Value-Add or Valueless?

August 17, 2011 Comments Off on Value-Add or Valueless?

There was much discussion about value on a LinkedIn Group recently – specifically, how restoration contractors who participate in PSPs (Preferred Supplier Programs) prove the thing to their insurance partners. The primary issue is that PSP networks consist of very similar contractors – they employ identical trades and tools, acquire the same certification, use the same estimating software, and so on. The argument is that verifying value (as opposed to merely declaring it in a marketing brochure) is a critical component of demonstrating differentiation in a saturated market. The reward for proving value is achieving a leadership position in the eyes of the customer who, to avoid burdening this article with too many themes, is the insurance company operating the PSP.

The ‘value’ factor is not necessarily the monetary value of the service – it is also the perceived value. There’s a big difference. An extreme example of monetary value vs. perceived value is this: The monetary value of the human body is under $5 whereas the perceived value of a life is priceless to most people.

There is often a muddling of things that are done to show value with things that must be undertaken to prove value.

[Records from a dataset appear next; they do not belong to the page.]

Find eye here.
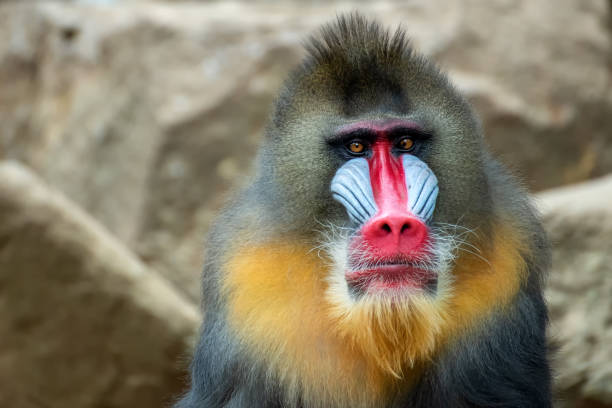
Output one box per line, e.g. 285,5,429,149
346,140,366,154
397,137,414,152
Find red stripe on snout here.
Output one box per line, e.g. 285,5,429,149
368,141,408,213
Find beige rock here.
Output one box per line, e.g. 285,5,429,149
0,0,612,299
538,176,612,407
0,162,199,408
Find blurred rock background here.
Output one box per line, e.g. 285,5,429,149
0,0,612,408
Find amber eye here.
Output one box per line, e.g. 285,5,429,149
347,140,365,154
397,137,414,151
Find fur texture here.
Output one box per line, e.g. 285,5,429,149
176,15,550,408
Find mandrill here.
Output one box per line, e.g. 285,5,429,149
176,14,551,408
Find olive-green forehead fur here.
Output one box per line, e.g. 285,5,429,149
264,14,489,233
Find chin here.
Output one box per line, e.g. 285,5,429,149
322,223,457,313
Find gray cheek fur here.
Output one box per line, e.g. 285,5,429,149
331,154,438,225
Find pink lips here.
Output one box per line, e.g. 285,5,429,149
345,263,436,292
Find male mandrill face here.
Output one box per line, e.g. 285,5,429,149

Demonstrations of value are often taken to mean showing up promptly on job sites, recording all sorts of data, employing qualified staff attired in suitable garb and projecting an appropriate demeanour, fulfilling needs of all sorts for various stakeholders, helping adjusters to ‘look good’, saving time, and the oft-stated chestnut: making everyone happy.

Just to be clear, there’s an obvious difference between undertaking all the commendable actions listed above and actually proving

  1. That these actions are what the customer wants
  2. That one undertakes them in a consistent manner
  3. That these actions produce a worthwhile benefit for the customer
  4. That the benefit to the customer leads to a benefit for the      contractor (thereby assigning a purpose to the whole exercise).

Let’s investigate each of the four conditions listed above:

  1. Actions that the customer wants can only be ascertained through      discussion with the customer. Furthermore, the actions have to be      prioritised to match the customer’s needs. Thus, for example, harping on      services and equipment lists and accreditations is nice but non-critical      to a cost conscious insurer. On the other hand, when dealing with a      service-oriented insurer, dwelling on the cost benefits of, say, extensive      in-house job capability is less important than the resultant service      controls. It is important to work out the customer’s priorities and then      make sure you focus on the key ones.
  2. Having decided what to focus on, the next step is to maintain and      analyse related data regularly and feed information to the customer that      proves one is doing the right things in the right manner. Typically, data      will deal with time periods (such as cycle times), geographic areas (for      multi-location operations), and job category (such as water, fire,      emergency, structural, CAT) and each of these categories has to be tracked      and reported consistently. There is little doubt many contractors have      this data available to them but how many make meaningful use of it?
  3. There has to be a strong connection between the data and what the      customer sees as a benefit. Otherwise it is a pointless exercise. The      benefit does not always have to directly relate to cost. For example, it      is a given that low cycle times save dollars therefore the contractor focuses      on proving cycle times and leaves the dollar conversion to the insurer. Also,      a major contributor to a positive perception of value is ease of doing      business. This quality is not always quantifiable and sometimes relies on      word of mouth but is very often a significant reason for repeat business.      It’s important to note that ‘ease of doing business’ is usually related to      a ‘less is more’ approach – the service provider’s customers don’t have to jump      through hoops to get what they want because the provider has intuitively      created (translation: thoroughly      researched) processes that ease the way for the customer.
  4. The circle is completed when the ultimate result is an increase in      profitable business for the contractor. This is important. This is also      the point where most contractors will state, “The insurance company does not care if I make a profit; in fact,      they actively discourage this happy outcome!” This usually means there      has been no discussion in advance about what the contractor will gain      through consistent and successful performance.

By this point a majority of contractors will have thrown their hands up in despair. “The real world does not operate like this!” they exclaim. In reality, insurers suspend vendors for no reason, ‘Head Office’ (where Dr. Evil resides) demands discounts for sheer sport, scorecards are calibrated to prove only failure, and shadowy relationships pollute the program.

One answer to the ‘realities’ described above is that each of these is explained by either poor communication at the onset of the program, inadequate data, a lack of understanding of what drives vendor programs, and sheer misunderstanding. Insurers and contractors share the blame. A lack of respect and deeply embedded distrust are no way to operate a relationship. One party or the other has to make a move to fix things.

Another response is, “So what?” This is a better retort. It’s ridiculous to wish for level playing fields, cooperative customers, easy paths to success, and rosy relationships. Don’t live the insanity of hoping for change while repeating the same mistakes (Einstein said it better). Entrepreneurs are risk takers, market shapers, mould breakers, success makers. Are you?